To the casual observer, it’s not immediately evident how Kris Shaffer’s training as a musicologist prepared him for his job as an online detective. Shaffer, an analyst with the company New Knowledge, tracks disinformation campaigns for a living—the kind that Russia waged against the United States during the 2016 presidential election. His title is a mouthful: senior computational disinformation analyst.

But before he took the job, Shaffer was a musicologist who wrote his dissertation on a Hungarian avant-garde composer, Gyorgy Ligeti, whose claims about his music—not unlike the Kremlin’s propaganda—contained some “mistruths and half-truths,” he said.

Ligeti had composed a series of works that drew heavily on the giants of Western classical music—Beethoven and Mozart, among others—all the while insisting that his music remained entirely new, entirely avant-garde.


Shaffer encoded Ligeti’s music as a text file and then analyzed it using natural language processing, a subfield of artificial intelligence. He was able to demonstrate that Ligeti’s assertion of originality was “an easily falsifiable claim.”

These days, Shaffer is one of a growing number of students of disinformation who are using similar tools of data science and artificial intelligence to examine how online propaganda campaigns work.

By working with massive datasets of tweets, Facebook posts, and online articles, he is able to map links between accounts, similarities in the messages they post, and shared computer infrastructure. The data allows him to identify networks of accounts that appear to be acting together to spread messages online.

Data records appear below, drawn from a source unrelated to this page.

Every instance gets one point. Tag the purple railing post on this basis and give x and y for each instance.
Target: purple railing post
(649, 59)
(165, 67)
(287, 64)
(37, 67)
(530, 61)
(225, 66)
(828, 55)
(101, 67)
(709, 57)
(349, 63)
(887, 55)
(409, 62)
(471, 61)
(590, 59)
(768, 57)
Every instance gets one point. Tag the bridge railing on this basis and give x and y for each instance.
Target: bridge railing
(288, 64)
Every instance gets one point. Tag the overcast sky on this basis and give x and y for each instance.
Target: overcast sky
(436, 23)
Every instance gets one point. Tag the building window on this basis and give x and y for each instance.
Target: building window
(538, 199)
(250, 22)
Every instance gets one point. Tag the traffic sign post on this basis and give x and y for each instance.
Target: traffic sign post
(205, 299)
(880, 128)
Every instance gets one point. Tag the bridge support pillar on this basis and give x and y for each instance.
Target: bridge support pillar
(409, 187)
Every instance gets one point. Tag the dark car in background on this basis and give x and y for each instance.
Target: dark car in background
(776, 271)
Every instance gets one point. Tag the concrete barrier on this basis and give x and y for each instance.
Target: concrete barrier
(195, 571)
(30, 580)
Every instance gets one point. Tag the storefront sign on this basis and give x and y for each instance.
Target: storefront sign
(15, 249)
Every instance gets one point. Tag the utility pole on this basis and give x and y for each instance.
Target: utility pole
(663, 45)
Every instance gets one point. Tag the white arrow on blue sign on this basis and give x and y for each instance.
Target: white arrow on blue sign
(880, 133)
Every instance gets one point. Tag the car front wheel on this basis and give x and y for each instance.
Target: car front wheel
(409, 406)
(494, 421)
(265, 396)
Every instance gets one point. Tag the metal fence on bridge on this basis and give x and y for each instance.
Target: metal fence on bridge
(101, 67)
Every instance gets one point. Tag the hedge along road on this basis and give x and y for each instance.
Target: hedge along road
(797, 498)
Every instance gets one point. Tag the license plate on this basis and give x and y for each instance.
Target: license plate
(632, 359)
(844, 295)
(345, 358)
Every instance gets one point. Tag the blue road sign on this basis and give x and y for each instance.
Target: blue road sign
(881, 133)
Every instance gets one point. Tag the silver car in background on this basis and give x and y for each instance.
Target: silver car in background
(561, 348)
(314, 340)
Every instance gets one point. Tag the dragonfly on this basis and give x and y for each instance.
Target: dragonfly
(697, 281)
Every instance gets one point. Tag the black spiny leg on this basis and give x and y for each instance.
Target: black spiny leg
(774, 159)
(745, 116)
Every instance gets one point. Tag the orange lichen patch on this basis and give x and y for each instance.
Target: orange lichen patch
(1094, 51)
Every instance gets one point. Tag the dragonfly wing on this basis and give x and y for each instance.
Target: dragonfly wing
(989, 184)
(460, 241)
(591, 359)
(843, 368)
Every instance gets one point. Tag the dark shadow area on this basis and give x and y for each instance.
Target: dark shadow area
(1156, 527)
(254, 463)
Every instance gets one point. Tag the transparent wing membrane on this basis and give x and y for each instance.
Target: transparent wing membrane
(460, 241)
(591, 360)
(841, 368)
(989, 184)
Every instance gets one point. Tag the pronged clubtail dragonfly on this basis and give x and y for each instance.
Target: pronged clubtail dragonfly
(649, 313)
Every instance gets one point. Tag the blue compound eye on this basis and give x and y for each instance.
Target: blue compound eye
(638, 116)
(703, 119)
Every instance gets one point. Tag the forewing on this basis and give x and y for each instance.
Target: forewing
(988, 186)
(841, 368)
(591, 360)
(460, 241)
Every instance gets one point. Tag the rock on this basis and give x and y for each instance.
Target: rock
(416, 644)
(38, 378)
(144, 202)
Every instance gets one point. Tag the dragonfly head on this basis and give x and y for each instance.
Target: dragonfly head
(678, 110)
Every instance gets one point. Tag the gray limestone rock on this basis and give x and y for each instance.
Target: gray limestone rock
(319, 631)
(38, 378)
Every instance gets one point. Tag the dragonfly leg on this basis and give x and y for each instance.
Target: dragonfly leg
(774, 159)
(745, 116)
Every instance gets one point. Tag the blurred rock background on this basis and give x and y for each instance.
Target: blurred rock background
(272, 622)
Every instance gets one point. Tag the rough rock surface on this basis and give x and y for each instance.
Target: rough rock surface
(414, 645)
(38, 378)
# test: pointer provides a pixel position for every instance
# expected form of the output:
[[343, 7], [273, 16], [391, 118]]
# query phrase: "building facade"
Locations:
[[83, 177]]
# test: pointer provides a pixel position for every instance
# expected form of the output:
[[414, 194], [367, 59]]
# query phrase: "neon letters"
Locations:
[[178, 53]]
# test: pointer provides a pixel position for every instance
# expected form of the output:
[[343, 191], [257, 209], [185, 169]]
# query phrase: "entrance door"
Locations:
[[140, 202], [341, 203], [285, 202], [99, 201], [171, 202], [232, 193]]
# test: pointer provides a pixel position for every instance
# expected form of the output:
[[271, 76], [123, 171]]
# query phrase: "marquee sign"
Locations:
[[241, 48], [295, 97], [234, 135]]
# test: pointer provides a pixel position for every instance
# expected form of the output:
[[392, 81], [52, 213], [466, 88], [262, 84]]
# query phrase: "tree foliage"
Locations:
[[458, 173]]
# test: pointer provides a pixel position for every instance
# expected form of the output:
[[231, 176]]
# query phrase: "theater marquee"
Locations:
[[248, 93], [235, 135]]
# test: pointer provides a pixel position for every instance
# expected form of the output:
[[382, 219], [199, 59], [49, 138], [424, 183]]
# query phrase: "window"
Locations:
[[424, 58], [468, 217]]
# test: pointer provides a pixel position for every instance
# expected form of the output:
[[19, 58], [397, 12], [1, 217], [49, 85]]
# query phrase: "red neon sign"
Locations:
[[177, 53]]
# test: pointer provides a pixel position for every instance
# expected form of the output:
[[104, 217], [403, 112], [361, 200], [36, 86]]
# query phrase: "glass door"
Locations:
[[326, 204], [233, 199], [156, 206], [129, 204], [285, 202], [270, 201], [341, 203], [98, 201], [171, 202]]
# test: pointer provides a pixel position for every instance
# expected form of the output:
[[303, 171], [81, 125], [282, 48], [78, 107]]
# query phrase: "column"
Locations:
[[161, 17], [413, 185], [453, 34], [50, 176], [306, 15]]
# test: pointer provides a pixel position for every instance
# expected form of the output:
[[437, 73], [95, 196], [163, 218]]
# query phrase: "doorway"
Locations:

“It sounds like a big shift from computational musicology to computational disinformation, but I’m finally coming full circle,” Shaffer said in an interview. “As with musicology, when we take something to scale there are new questions that we can ask.”

This method of analysis is in its infancy, remains a fairly blunt instrument, and still requires human intervention. It sometimes mistakes real people who post anti-imperialist arguments about U.S. foreign policy for Kremlin trolls, for example.

But Russian efforts to influence U.S. and global politics is at the core of this growing discipline of computational disinformation analysis.